1986 – Ventimiglia (IM)
1987 – Roccapiatta (TO)
1988 – Gualdo Tadino (PG)
1994 – Lucca S. Paolino
1995 – Norcia (PG)
1998 – Volterra (PI)
1999 – Amelia (TR)
2001 – Iglesias (CA)
2002 – Chioggia (VE)
2012 – Montefalco (PG)

A tutte queste compagnie di balestra grande o da banco si sono ulteriormente aggregate le compagnie di balestra manesca di:

1999 – Cortona (AR), Mondavio (PU)
2000 – Mondaino (RN)
2003 – Popoli (PE)
2004 – Castiglion Fiorentino (AR) (ora sciolta), Cerreto Guidi (FI)
2005 – Cagli (PU), San Severino Marche (MC)
2006 – Firenze
2012 – Bucchianico (CH)

A tutt’oggi la lega italiana è composta da:

13 Compagnie di balestra grande o da banco
9 compagnie di balestra manesca

Questo grande sodalizio, oltre che ha promuovere tornei regionali e interregionali, ha il suo apice nei due campionati nazionali di specialità da banco e manesca; che ogni anno, in sedi diverse, decretano i campioni italiani individuali e di compagnia.
Gli scopi della L.I.T.A.B. sono quelli di promuovere la conoscenza dell’arte della balestra attraverso manifestazioni, convegni, studi, scambi d’informazioni con chi “ne ricerca” la storia e la tradizione.

BALESTRA DA BANCO

BALESTRA MANESCA

Le balestre impiegate oggi dalle Compagnie Balestrieri della LITAB, sono l’evoluzione delle armi da posta del Quattrocento-Seicento, sono dotate di arco in acciaio, fusto in noce nazionale scolpito e possiedono un dispositivo di scatto a noce di bronzo ed un particolare sistema di mira triangolare.

Hanno un peso variabile tra i 12 ed i 18 kg. Per tendere il loro arco è necessaria una forza di 500-600 kg applicata mediante un apposito martinetto. Sono in grado di lanciare Verrette (frecce) ad una distanza di circa 300 m con una velocità iniziale di 150 m/s.

Possono colpire senza errore un bersaglio di 10 cm di diametro ad una
distanza di 50 metri.

Quest’arma temibile, già nota agli assiri, ai babilonesi e agli egiziani, in Grecia e nella Roma del basso impero, divenne nel Medioevo, insieme con l’arco, arma assai diffusa.

Come l’arco e la spada fu molto utilizzata fino all’avvento delle armi da fuoco. Nell’XI secolo furono istituiti, negli eserciti comunali e regi, reparti di balestrieri, a piedi o a cavallo; insieme agli arcieri i balestrieri costituivano i corpi speciali che marciavano in testa alla fanteria protetti da armature.

Compagnie di balestrieri fecero parte di prestigiosi eserciti di ventura.
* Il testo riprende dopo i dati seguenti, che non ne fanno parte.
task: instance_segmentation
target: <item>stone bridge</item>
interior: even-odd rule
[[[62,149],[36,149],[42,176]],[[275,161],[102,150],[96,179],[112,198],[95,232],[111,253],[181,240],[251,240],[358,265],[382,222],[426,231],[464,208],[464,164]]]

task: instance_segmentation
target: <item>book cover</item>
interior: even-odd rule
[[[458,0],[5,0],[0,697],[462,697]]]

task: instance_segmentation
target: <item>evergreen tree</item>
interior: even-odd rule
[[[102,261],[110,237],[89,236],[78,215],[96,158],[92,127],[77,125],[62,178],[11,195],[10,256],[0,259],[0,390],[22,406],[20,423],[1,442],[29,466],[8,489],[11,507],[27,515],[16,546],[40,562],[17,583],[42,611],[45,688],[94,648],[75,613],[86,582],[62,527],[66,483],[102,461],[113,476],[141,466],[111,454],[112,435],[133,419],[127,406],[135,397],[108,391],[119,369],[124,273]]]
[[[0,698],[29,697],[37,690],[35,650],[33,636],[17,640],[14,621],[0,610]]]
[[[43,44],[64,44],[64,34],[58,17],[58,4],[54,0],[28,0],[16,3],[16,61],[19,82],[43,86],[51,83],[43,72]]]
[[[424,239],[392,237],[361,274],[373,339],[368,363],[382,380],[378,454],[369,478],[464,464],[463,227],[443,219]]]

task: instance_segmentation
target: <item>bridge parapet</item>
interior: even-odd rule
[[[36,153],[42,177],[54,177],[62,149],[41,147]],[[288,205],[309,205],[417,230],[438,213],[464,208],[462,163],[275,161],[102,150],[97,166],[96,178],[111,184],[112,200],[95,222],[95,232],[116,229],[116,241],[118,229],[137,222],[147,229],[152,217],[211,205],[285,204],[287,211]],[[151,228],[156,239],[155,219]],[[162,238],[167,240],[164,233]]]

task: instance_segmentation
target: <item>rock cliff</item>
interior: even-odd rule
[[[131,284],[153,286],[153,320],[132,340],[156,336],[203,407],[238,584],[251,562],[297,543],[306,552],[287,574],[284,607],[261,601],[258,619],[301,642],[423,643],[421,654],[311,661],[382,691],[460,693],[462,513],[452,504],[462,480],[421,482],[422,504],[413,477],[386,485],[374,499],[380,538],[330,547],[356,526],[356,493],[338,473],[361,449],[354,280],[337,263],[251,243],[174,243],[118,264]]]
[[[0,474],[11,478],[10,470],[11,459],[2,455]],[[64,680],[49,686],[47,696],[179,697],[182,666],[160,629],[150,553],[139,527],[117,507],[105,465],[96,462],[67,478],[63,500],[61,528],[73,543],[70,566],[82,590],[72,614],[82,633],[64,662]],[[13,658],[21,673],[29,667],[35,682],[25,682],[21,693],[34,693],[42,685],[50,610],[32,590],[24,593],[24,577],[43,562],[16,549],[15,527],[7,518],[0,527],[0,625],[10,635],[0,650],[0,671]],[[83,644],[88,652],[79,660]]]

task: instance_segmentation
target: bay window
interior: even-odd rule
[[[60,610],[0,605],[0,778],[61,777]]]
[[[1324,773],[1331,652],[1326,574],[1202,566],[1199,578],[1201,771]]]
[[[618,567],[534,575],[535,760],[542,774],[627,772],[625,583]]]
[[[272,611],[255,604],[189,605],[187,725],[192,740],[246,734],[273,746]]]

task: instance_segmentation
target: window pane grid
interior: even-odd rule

La “balestra da banco”, più pesante ma molto più potente di quella da braccio, veniva usata principalmente nella difesa di luoghi fortificati o protetti, come castelli e navi, e contribuì in misura significativa anche alla conoscenza dei materiali (per sollecitazioni a cui l’arco doveva resistere) e dell’aerodinamica, grazie alla caratteristiche peculiari del volo compiuto dalla freccia.

Temibilissima e decisamente efficace, la balestra permetteva, rispetto al  semplice arco, un puntamento preciso, una gittata molto lunga e un eccezionale potere di penetrazione dei suoi bolzoni, tozze freccia dall’ampia impennatura.